Death Will Shake You from Mere Verbal Thinking

"Feelings, feelings, and feelings. let me try thinking instead. what grounds has it given my for doubting all that i believe? I knew already that these things, and worse, happened daily. I would have said that i had taken them into account. I had been warned - I had warned myself - not to reckon on worldly happiness. We were even promised sufferings. They were part of the program. We were even told, 'blessed are they that mourn,' and I accepted it. I've got nothing that i hadn't bargained for. Of course it is different when the thing happens to oneself, not to others, and in reality, not in imagination. Yes; but should it, for a sane man, make quite such a difference as this? No. And it wouldn't for a man whose faith had been real faith and whose concern for other people's sorrow had been real concern. The case is too plain. If my house has collapsed at one blow, that is because it was a house of cards. The faith which 'took these things into account' was not faith but imagination. The taking them into account was not real sympathy. If i had really cared, as I thought I did, about the sorrows of the world, I should not have been so overwhelmed when my sorrow came. It has been an imaginary faith playing with innocuous counters labelled 'illness,' 'pain,' 'death,' and 'loneliness.' I thought I trusted the rope until it mattered to me whether it would bear me. Now it matters, and I find it didn't.
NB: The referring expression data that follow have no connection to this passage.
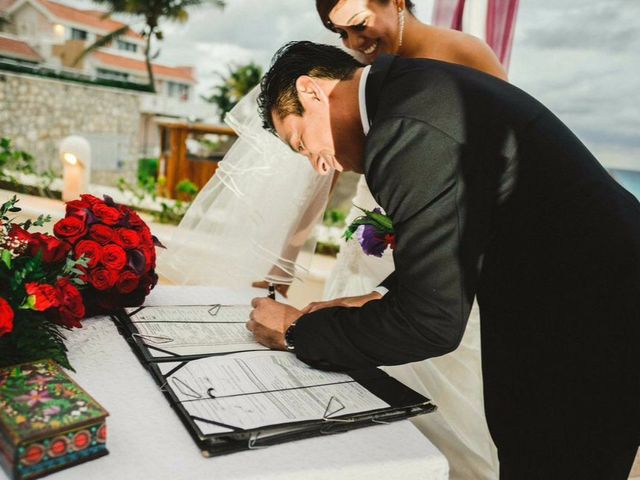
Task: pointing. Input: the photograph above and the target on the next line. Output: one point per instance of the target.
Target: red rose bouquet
(119, 249)
(39, 294)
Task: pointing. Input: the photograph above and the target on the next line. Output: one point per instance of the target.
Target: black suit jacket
(491, 195)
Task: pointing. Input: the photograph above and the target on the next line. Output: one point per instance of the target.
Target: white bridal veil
(253, 216)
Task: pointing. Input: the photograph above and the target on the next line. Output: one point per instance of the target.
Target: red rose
(106, 214)
(127, 238)
(150, 257)
(53, 250)
(20, 234)
(127, 282)
(91, 250)
(135, 221)
(43, 296)
(70, 229)
(6, 317)
(103, 278)
(71, 306)
(146, 236)
(114, 257)
(102, 234)
(90, 199)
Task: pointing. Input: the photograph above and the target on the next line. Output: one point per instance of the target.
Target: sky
(580, 58)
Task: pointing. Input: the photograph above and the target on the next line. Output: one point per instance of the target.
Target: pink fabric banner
(501, 22)
(500, 27)
(448, 13)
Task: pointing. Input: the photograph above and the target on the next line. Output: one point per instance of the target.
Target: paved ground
(300, 293)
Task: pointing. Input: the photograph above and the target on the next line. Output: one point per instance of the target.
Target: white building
(53, 35)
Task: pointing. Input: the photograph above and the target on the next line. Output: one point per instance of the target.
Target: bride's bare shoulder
(453, 46)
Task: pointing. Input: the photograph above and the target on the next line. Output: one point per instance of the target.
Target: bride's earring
(400, 29)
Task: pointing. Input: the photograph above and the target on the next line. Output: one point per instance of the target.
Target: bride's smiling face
(369, 27)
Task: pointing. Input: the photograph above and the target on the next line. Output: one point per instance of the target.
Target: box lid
(38, 400)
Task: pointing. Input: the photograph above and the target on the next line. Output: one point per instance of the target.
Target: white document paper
(253, 389)
(195, 330)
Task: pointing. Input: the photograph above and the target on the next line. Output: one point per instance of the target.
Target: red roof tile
(17, 49)
(179, 73)
(89, 18)
(5, 4)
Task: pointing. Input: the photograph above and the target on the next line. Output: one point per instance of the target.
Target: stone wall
(36, 113)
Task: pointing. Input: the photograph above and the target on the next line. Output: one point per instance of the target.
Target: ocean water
(629, 179)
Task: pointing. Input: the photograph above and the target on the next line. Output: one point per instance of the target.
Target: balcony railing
(175, 107)
(59, 73)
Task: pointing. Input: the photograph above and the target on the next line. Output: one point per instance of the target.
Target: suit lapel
(375, 82)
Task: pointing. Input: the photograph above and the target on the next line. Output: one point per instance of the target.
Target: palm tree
(239, 81)
(152, 11)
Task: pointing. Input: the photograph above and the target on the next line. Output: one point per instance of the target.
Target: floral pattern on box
(38, 399)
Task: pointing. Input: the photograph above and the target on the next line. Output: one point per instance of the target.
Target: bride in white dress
(454, 381)
(255, 214)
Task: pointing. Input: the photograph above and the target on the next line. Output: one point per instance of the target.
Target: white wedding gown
(454, 381)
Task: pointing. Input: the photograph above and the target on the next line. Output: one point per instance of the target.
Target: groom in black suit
(490, 196)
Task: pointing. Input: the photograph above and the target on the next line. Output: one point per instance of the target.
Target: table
(146, 439)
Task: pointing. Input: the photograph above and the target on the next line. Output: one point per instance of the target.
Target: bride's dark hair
(324, 8)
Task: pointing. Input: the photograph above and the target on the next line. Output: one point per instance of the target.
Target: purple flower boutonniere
(374, 231)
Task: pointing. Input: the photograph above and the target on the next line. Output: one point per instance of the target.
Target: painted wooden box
(47, 422)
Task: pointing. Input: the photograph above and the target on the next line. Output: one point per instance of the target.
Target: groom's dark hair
(279, 95)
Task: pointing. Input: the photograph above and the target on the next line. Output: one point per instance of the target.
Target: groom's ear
(309, 91)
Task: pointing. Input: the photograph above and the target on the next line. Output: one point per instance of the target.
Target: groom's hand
(269, 321)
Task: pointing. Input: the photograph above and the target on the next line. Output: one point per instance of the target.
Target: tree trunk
(147, 57)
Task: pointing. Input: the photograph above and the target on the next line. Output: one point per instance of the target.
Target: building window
(77, 34)
(127, 46)
(178, 90)
(112, 74)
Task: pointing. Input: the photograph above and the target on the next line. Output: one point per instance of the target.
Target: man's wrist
(289, 340)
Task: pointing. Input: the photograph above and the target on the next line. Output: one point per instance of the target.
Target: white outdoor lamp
(75, 154)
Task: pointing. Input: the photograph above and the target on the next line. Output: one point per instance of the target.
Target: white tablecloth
(146, 439)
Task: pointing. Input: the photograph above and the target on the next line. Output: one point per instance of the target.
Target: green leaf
(6, 258)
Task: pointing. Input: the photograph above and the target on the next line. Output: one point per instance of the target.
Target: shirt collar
(362, 101)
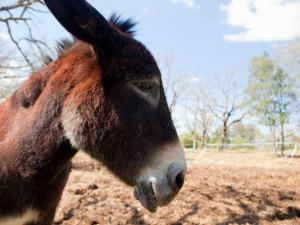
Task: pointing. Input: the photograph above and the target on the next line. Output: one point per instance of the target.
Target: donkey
(103, 95)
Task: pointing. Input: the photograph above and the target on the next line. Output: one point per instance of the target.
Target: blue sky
(208, 38)
(204, 35)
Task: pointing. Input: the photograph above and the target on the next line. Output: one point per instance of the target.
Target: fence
(246, 154)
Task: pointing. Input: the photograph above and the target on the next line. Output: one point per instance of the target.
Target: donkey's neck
(35, 137)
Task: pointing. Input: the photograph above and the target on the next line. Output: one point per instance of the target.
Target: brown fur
(113, 124)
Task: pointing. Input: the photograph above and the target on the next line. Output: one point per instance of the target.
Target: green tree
(244, 133)
(271, 95)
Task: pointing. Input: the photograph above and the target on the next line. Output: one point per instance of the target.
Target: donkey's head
(118, 113)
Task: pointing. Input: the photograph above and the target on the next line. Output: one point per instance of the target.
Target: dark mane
(124, 25)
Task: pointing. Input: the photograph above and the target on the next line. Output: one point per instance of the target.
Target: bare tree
(226, 104)
(175, 84)
(199, 119)
(18, 14)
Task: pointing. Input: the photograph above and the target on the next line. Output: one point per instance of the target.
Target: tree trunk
(203, 139)
(224, 136)
(282, 139)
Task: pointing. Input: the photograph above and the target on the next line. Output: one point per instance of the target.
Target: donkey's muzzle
(160, 190)
(176, 176)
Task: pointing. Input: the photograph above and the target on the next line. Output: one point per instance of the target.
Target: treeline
(221, 110)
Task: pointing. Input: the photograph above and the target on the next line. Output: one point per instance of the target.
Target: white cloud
(3, 36)
(188, 3)
(146, 10)
(267, 20)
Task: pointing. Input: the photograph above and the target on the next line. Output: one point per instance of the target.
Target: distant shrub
(187, 140)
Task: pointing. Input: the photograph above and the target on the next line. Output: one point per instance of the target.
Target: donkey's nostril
(179, 180)
(176, 176)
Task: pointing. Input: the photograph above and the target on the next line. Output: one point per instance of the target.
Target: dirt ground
(220, 189)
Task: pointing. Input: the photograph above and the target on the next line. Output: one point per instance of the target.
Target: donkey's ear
(86, 23)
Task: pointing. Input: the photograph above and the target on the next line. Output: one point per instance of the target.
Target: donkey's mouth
(144, 193)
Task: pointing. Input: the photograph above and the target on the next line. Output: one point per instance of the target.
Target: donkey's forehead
(135, 61)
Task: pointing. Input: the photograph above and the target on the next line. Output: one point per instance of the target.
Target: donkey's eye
(145, 86)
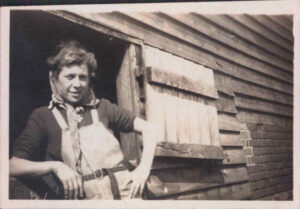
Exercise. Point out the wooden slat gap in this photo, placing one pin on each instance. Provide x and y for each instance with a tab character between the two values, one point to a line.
181	82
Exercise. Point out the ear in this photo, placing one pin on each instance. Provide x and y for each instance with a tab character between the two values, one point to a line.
52	77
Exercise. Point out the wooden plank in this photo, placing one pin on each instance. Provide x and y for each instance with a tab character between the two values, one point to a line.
271	190
242	31
251	117
282	22
248	89
220	34
240	191
271	150
166	43
272	158
269	128
256	168
286	195
268	35
275	28
271	143
234	156
176	181
228	123
213	125
230	140
226	104
124	97
180	82
270	182
164	23
262	106
270	174
157	58
169	149
271	135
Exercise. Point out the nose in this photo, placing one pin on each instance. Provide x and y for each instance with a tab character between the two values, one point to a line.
76	82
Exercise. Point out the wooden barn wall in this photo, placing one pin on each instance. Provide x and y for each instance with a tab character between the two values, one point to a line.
252	60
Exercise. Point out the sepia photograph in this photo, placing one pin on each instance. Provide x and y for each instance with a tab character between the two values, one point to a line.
151	104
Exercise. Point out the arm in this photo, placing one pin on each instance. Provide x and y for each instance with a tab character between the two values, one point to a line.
140	175
70	179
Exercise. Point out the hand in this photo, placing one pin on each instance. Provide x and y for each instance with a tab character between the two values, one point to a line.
70	179
138	177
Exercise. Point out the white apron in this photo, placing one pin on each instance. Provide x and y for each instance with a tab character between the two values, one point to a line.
100	149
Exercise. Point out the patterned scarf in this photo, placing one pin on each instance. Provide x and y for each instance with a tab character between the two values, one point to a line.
73	117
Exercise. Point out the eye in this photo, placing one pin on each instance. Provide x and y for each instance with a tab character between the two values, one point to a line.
70	77
83	77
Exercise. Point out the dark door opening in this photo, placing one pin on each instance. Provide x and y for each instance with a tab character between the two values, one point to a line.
33	37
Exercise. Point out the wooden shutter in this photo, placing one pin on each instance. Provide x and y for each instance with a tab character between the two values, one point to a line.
180	101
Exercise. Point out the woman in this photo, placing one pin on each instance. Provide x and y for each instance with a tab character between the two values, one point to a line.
68	142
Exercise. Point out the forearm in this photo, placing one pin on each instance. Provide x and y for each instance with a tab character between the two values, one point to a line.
20	167
149	145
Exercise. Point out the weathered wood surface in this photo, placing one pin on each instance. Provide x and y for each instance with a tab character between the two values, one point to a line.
230	140
228	123
271	182
274	27
269	128
180	82
271	143
283	21
179	180
125	100
166	24
272	158
257	168
269	174
162	42
228	192
260	118
222	35
271	190
168	149
243	31
271	135
262	106
233	156
226	104
264	32
240	87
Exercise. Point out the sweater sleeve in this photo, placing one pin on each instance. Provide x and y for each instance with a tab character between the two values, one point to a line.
28	144
119	118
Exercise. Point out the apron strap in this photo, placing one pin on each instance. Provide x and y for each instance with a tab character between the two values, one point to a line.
59	118
113	185
95	116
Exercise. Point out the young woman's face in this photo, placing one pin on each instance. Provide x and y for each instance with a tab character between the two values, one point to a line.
72	83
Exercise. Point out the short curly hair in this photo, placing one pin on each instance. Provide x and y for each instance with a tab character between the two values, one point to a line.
72	53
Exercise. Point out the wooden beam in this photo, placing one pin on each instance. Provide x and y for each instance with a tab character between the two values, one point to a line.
257	168
262	106
244	88
272	158
270	174
168	182
176	81
240	191
242	31
230	140
164	23
168	149
268	35
212	30
271	143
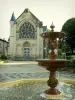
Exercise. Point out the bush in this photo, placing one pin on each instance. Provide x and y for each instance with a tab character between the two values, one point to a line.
3	57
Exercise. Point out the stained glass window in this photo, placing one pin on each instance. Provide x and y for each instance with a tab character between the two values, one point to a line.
27	30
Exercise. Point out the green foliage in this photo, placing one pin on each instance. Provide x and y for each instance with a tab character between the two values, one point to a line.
69	29
3	57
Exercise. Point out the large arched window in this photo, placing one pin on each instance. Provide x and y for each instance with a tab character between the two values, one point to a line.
27	30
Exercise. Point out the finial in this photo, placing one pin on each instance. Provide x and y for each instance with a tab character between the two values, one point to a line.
52	27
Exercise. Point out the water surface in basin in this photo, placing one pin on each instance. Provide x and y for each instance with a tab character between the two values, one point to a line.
32	90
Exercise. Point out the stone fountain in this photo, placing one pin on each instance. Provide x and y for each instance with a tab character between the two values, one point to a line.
52	64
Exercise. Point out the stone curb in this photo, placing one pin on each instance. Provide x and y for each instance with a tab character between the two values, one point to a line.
69	81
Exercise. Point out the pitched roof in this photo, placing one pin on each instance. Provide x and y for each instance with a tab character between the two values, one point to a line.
26	11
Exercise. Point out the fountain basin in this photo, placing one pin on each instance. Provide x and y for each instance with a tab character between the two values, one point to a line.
31	90
52	63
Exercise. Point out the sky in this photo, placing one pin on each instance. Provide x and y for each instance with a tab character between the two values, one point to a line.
46	11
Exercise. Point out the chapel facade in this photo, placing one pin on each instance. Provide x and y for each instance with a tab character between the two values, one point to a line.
25	40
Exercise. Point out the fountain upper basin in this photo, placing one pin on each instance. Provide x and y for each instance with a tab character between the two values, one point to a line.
53	63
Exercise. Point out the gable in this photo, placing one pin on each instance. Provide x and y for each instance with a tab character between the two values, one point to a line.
27	15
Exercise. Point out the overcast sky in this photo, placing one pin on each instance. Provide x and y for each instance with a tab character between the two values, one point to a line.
47	11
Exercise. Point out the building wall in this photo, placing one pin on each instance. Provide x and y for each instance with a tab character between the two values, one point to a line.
16	47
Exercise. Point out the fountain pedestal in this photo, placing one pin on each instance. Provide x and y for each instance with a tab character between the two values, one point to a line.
52	64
Bridge-players tell me that there must be some money on the game, 'or else people won't take it seriously,' - apparently it's like that. Your bid - for God or no God, for a good God or the Cosmic Sadist, for eternal life or nonentity - will not be serious if nothing much is staked on it. And you will never discover how serious it was until the stakes are raised horribly high; until you find that you are playing not for counters or for sixpences but for every penny you have in the world. Nothing less will shake a man - or at any rate a man like me - out of his merely verbal thinking and his merely notional beliefs. He has to be knocked silly before he comes to his senses. Only torture will bring out the truth. Only under torture does he discover it himself."